The benches directory contains three benchmarks of different natures, each comparing four different methods of accessing a traited struct of an arbitrary type. The four methods are as follows:

NameDescription
boxdynThe easiest way to access a struct, using a heap allocation and dynamic dispatch.
refdynAccesses the struct by reference, but still using dynamic dispatch. No heap allocation.
customderiveUses a similar macro approach from the external enum_derive crate, which implements a method that returns an inner type as a dynamic trait object.
enumdispatchImplemented using this crate.

The benchmarks

The following benchmark results were measured on a Ryzen 7 2700x CPU.

compiler_optimized

The first set of benchmarks creates trait objects and measures the speed of accessing a method on them.

test benches::boxdyn_compiler_optimized       ... bench:   2,135,418 ns/iter (+/- 12,575)
test benches::customderive_compiler_optimized ... bench:   2,611,860 ns/iter (+/- 18,644)
test benches::enumdispatch_compiler_optimized ... bench:           0 ns/iter (+/- 0)
test benches::refdyn_compiler_optimized       ... bench:   2,132,591 ns/iter (+/- 22,114)

It’s easy to see that enum_dispatch is the clear winner here!

Ok, fine.

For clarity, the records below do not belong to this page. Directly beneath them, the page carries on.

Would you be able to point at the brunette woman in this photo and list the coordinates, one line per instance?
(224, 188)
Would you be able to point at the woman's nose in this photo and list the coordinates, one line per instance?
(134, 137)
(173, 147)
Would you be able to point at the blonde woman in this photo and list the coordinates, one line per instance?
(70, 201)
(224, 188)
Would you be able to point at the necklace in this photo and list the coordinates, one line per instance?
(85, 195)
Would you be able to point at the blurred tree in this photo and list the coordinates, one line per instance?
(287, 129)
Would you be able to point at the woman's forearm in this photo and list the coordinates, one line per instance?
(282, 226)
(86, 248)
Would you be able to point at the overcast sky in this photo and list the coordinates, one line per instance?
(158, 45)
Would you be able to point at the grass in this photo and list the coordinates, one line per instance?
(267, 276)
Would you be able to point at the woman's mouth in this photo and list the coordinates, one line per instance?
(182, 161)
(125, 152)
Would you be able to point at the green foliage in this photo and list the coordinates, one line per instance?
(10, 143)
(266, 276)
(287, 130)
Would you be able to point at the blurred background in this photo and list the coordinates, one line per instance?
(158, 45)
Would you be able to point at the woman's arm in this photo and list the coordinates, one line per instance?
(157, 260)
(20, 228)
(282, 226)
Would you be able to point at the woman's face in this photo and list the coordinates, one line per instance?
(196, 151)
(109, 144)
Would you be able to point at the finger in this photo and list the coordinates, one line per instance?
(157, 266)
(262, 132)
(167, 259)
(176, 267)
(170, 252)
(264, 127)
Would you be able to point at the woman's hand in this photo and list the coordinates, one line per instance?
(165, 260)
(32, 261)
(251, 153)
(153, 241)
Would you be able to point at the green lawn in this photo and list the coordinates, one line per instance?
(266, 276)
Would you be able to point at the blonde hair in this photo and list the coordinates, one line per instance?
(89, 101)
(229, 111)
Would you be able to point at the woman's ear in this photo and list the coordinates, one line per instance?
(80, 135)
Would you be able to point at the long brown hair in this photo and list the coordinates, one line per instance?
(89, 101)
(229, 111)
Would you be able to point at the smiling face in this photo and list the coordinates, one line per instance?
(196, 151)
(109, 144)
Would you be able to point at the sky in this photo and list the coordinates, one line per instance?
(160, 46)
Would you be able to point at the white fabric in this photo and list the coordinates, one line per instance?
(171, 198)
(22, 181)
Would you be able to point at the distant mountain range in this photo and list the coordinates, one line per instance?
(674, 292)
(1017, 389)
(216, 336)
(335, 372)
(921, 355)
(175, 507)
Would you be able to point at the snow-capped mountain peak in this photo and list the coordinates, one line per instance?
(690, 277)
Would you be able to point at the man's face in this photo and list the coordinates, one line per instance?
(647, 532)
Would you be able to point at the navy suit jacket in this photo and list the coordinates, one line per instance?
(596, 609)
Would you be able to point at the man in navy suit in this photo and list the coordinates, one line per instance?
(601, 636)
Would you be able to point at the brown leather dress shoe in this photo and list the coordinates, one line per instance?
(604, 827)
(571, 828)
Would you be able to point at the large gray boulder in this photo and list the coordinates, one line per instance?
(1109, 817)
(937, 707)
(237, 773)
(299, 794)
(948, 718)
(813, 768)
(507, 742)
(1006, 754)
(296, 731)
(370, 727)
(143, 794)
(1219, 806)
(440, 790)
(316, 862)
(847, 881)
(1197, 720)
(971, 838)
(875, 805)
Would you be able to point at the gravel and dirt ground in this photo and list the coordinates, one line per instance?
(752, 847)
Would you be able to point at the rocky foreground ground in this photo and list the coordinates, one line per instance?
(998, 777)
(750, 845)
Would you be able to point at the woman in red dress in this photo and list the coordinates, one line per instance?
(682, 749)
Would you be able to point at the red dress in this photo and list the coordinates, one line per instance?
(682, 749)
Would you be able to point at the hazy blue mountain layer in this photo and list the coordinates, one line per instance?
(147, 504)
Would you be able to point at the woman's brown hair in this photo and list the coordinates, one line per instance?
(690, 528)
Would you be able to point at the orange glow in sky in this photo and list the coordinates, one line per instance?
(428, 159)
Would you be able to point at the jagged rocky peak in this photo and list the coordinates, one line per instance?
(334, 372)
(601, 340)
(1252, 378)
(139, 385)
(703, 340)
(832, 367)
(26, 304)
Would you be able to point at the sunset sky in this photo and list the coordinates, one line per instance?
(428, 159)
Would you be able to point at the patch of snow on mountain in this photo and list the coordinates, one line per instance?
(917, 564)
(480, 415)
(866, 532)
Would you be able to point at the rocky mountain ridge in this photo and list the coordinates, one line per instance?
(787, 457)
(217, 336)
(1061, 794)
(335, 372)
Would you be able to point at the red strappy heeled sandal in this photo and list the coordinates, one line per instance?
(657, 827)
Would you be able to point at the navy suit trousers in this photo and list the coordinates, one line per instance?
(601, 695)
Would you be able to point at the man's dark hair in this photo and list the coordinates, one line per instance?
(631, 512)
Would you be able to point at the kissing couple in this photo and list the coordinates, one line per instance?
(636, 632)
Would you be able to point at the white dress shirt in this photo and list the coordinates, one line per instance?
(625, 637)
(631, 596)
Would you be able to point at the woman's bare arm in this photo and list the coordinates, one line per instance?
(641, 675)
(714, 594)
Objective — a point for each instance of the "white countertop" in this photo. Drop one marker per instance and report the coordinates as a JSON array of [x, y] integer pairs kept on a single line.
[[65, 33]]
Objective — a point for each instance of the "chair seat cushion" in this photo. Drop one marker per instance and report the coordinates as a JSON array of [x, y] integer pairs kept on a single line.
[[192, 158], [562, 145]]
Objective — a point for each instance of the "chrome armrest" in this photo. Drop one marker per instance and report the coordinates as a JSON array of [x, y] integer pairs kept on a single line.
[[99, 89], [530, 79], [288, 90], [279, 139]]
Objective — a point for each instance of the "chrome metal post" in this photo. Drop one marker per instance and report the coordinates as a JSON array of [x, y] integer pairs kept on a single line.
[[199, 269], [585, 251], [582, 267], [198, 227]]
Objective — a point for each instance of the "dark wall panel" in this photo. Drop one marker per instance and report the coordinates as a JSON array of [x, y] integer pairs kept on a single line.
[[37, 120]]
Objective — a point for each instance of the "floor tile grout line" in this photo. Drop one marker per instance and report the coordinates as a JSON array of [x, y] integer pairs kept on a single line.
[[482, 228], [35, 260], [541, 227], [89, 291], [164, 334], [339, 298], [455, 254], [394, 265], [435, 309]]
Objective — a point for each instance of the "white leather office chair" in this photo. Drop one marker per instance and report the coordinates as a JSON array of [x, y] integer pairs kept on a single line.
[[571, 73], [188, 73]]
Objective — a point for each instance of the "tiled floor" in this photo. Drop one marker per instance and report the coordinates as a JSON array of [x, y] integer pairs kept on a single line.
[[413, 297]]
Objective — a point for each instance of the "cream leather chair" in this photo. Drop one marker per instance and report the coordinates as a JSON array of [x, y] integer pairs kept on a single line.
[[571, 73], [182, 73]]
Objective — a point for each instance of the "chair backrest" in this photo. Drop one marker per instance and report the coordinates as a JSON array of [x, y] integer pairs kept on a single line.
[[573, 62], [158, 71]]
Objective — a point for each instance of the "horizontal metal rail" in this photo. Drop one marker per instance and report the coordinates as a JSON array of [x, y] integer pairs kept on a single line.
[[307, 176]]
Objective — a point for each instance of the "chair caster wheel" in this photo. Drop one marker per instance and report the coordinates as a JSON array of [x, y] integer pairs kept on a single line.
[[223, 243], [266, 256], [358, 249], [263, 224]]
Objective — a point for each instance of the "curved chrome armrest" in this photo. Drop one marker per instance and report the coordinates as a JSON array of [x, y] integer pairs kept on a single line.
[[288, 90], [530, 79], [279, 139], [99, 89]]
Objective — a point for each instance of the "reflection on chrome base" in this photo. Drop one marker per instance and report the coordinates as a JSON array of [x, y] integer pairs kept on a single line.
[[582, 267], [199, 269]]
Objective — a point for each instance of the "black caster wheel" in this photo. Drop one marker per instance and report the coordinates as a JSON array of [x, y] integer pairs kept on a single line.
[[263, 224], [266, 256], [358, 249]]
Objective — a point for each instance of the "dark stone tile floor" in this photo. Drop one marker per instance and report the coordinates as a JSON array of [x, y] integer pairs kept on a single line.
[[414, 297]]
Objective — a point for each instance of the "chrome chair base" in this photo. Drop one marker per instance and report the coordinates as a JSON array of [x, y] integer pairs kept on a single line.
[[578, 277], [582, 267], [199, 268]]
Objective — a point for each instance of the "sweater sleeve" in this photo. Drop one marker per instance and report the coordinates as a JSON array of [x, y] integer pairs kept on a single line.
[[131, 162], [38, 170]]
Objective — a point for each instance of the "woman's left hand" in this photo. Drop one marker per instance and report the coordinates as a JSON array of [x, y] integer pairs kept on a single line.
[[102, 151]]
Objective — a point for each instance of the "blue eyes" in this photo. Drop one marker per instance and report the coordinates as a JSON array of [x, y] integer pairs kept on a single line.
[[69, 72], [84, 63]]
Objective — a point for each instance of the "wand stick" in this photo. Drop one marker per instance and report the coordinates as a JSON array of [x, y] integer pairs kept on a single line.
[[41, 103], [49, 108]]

This wasn’t a fair test. The compiler is able to “look through” the trait method call in the enum_dispatch case, notices that the result is unused, and removes it as an optimization. However, this still highlights an important property of enum_dispatched types: the compiler is able to infer much better optimizations when possible.

blackbox

The next set of benchmarks uses the test::black_box method to hide the fact that the result of the method is unused.

test benches::boxdyn_blackbox       ... bench:   2,131,736 ns/iter (+/- 24,937)
test benches::customderive_blackbox ... bench:   2,611,721 ns/iter (+/- 23,502)
test benches::enumdispatch_blackbox ... bench:     471,740 ns/iter (+/- 1,439)
test benches::refdyn_blackbox       ... bench:   2,131,978 ns/iter (+/- 21,547)

The competitors faced virtually no impact, whereas enum_dispatch takes the full force of the black_box call. This test shows the power that avoiding dynamic dispatch gives to the compiler in the context of the previous test, but also demonstrates how much faster enum_dispatch is in real code: almost 5 times faster than the closest alternative.

homogenous_vec

The final set of benchmarks puts 1024 traited structs of arbitrary types at random into a Vec and measures the time it takes to successively iterate over the entire Vec, calling black_boxed methods on each element.

test benches::boxdyn_homogeneous_vec       ... bench:   5,900,191 ns/iter (+/- 95,169)
test benches::customderive_homogeneous_vec ... bench:   4,831,808 ns/iter (+/- 140,437)
test benches::enumdispatch_homogeneous_vec ... bench:     479,630 ns/iter (+/- 3,531)
test benches::refdyn_homogeneous_vec       ... bench:   5,658,461 ns/iter (+/- 137,128)

This might be one of the most likely use cases for traited structs of arbitrary types, and it’s where enum_dispatch really shines. Since a Vec of enum_dispatch objects is actually a Vec of enums rather than addresses, accessing an element takes half the indirection of the other techniques. Add that to the lack of vtable accesses, and we have a result that is 10 times faster than the closest alternative, and almost 12 times faster than the best technique from the standard library.